Dr. Murray Feingold: Are too many medical articles being retracted?
How do we know if drug A is effective in treating a certain disease?
To determine this, researchers design a scientific study in which a number of patients with the same disease receive drug A. An equal number of similar patients with the same disease do not receive drug A but a placebo, a substance that has no therapeutic effect. Researchers then account for or eliminate any "variables" in both patient groups that may be present that could influence the results of the study, such as the presence of smoking or certain diseases. The final results are analyzed to make certain they are statistically correct.
Finally, it can be determined if drug A is more effective in treating the disease than is the placebo. If it is, and subsequent studies verify these findings, the doctor now can consider using this drug to treat the disease that was studied.
These studies are then published in peer-reviewed medical journals. That means, others who have expertise on the subject being discussed review all of the data presented and, along with the editors of the journal, decide if it is accurate and significant enough to warrant publication.
Although this system isn’t perfect, it remains the best way to determine what articles should be published in the medical literature. But at times, the data presented in the article were not accurate due to a variety of reasons. When this is determined, the journal retracts the article.

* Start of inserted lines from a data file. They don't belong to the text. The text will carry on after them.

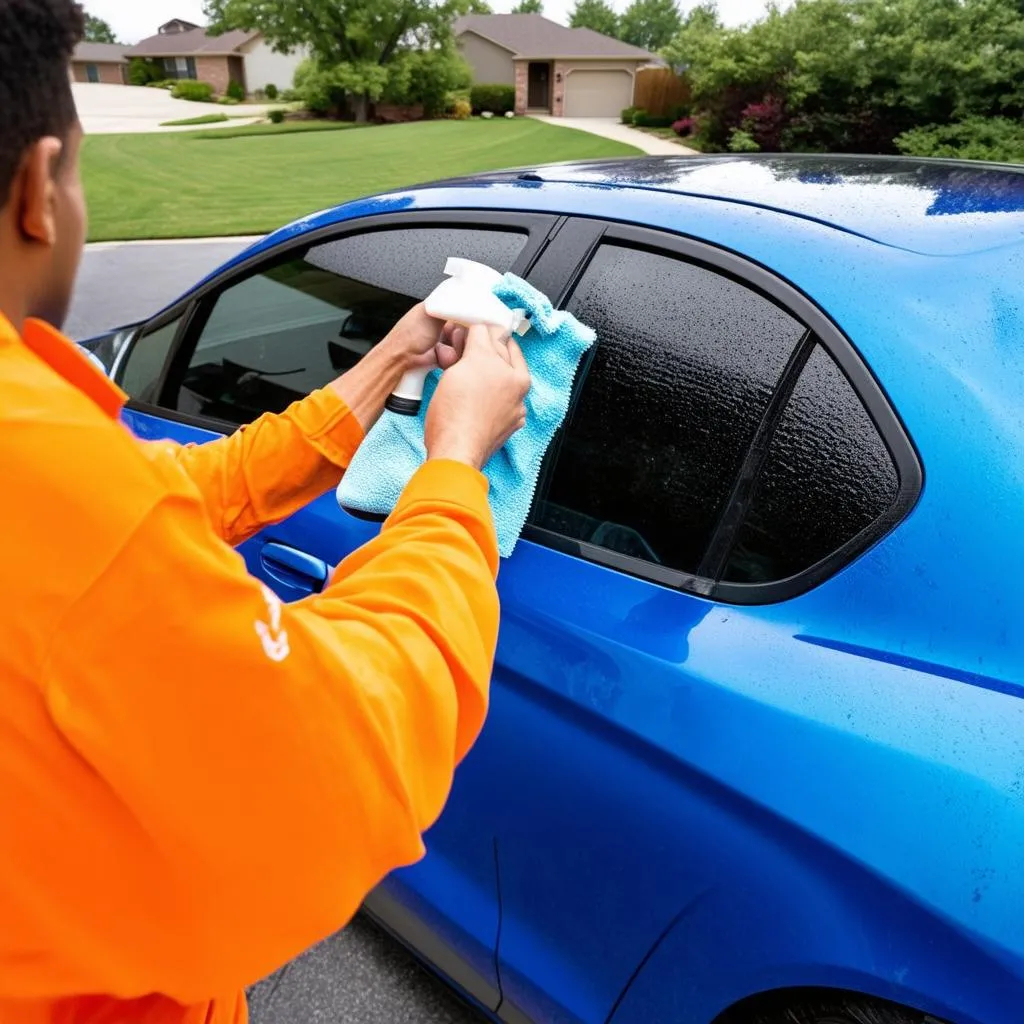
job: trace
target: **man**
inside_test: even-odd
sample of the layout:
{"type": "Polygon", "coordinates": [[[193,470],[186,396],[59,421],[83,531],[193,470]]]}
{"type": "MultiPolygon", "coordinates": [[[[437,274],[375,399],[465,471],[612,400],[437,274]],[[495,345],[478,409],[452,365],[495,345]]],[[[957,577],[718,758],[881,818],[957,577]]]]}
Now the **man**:
{"type": "Polygon", "coordinates": [[[337,484],[440,325],[414,309],[232,437],[131,437],[48,326],[85,234],[81,28],[71,0],[0,0],[0,1021],[237,1024],[245,985],[422,854],[480,729],[479,469],[529,377],[486,332],[445,348],[427,464],[323,594],[282,606],[230,545],[337,484]]]}

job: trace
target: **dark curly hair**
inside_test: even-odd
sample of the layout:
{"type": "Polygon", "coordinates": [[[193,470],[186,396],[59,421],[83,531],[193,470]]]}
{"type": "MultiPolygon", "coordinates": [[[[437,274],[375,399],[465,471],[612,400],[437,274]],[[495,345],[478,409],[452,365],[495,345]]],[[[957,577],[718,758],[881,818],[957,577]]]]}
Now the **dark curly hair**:
{"type": "Polygon", "coordinates": [[[83,30],[73,0],[0,0],[0,207],[25,151],[78,119],[71,55],[83,30]]]}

How big a problem is this?
Although the number of retracted articles is small, over the years it has grown. In 2012, about 1 in 10,000 articles were retracted. One reason for retraction is sometimes, after publication of the article, inadvertent errors are found. And sadly, about two-thirds of the articles were retracted because of misconduct such as falsifications, fabrications, untruths, plagiarism and suspected fraud.

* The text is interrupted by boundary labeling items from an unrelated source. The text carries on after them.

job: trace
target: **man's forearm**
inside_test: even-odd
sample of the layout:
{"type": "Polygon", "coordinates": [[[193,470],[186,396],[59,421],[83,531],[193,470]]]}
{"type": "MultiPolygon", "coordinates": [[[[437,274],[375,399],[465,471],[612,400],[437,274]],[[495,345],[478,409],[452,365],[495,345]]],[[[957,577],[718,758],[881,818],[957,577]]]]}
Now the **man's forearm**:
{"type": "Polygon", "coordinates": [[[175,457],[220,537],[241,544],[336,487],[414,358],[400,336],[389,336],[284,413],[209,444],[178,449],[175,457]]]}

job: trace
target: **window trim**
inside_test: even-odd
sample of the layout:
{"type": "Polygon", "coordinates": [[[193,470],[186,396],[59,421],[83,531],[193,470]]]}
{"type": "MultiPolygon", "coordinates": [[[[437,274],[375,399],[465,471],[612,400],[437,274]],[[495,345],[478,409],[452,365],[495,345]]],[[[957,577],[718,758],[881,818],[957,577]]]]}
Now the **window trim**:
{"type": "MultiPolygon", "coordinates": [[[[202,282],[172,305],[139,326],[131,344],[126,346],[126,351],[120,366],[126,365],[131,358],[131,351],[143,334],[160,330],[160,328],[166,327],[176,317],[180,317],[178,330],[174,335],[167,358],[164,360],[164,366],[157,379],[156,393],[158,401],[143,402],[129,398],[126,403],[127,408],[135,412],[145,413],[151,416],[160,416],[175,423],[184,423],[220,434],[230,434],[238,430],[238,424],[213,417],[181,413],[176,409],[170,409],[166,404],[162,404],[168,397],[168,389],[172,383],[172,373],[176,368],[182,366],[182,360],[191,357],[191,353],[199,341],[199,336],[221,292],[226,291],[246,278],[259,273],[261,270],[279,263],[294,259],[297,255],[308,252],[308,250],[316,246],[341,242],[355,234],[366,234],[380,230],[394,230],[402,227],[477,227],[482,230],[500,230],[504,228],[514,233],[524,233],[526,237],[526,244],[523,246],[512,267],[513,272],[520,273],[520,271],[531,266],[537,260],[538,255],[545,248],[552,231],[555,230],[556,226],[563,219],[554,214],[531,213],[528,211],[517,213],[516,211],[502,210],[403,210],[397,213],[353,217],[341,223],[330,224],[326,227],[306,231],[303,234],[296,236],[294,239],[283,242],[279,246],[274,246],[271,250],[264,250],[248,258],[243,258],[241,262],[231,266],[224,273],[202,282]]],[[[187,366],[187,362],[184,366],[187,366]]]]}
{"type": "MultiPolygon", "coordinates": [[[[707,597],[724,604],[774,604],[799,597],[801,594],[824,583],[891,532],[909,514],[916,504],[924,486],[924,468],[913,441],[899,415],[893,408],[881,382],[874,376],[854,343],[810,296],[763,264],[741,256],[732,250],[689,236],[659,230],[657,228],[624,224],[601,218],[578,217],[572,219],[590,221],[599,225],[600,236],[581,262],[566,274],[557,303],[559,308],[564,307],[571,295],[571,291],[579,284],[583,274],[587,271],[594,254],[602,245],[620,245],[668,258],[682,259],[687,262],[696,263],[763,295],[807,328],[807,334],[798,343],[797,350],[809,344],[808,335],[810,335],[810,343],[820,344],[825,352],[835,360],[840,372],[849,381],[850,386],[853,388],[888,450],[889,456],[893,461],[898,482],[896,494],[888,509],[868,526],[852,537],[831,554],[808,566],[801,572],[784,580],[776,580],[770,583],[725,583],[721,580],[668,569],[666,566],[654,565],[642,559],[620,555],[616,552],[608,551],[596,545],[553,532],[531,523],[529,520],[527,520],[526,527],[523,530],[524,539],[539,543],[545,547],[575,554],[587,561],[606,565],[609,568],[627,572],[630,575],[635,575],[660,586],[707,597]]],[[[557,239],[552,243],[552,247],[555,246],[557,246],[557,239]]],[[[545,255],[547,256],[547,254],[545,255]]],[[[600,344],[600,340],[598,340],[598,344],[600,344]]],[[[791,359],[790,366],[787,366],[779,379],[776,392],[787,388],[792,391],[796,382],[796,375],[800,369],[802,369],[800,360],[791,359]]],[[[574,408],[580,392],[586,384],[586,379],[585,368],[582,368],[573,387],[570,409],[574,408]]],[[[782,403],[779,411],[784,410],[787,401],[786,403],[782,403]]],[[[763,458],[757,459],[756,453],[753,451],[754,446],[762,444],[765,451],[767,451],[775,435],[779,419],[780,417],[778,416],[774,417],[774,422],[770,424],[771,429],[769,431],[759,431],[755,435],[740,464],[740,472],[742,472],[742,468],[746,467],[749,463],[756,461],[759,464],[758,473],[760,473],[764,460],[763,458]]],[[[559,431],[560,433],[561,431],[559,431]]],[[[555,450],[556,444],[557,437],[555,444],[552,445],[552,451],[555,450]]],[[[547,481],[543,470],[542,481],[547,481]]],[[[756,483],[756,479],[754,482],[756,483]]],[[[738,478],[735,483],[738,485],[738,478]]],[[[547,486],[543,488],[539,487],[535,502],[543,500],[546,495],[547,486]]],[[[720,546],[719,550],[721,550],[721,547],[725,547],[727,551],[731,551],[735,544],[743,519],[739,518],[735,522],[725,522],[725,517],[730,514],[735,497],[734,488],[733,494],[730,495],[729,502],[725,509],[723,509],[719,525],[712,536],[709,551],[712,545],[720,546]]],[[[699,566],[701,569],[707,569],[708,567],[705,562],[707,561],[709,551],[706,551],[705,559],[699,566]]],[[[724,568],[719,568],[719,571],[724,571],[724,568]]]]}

Probably the most notable article that was retracted was the study claiming an association between autism and the measles, mumps and rubella vaccine. As a result of this claim, many parents were reluctant to have their children vaccinated. The editors of the journal in which it was published called the study an "elaborate fraud."
Fortunately, the number of retractions is small but it does emphasize why all studies need to be substantiated by further studies to verify their accuracy.
Dr. Murray Feingold is the physician in chief of The Feingold Center for Children, medical editor of WBZ-TV and WBZ radio, and president of the Genesis Fund. The Genesis Fund is a nonprofit organization that funds the care of children born with birth defects, mental retardation and genetic diseases.